En 2025, la moitié des repas servis dans les restaurants universitaires l’étaient déjà au tarif à 1 euro, selon Service-Public.fr. Le passage à l’universalité ne représente donc pas un basculement total du modèle économique des CROUS, mais une extension mesurée, compensée par les 50 millions d’euros budgétés par l’État pour 2026.
Ce que ça coûte et comment c’est financé
L’État compense intégralement le manque à gagner des CROUS, à hauteur de 50 millions d’euros en 2026, selon le ministère de l’Enseignement supérieur. La mesure n’entraîne donc pas de modification du fonctionnement des restaurants universitaires ni de leurs effectifs, selon les informations disponibles à ce stade.

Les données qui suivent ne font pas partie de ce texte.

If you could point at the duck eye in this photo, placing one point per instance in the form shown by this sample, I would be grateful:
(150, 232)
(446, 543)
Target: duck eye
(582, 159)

Les modalités de financement pour les années suivantes n’ont pas encore été précisées publiquement.
La rentrée 2026 devrait confirmer la généralisation complète du dispositif. Le volume de fréquentation des restaurants du CROUS Amiens-Picardie sur la période mai-juin permettra de mesurer l’impact concret sur le terrain.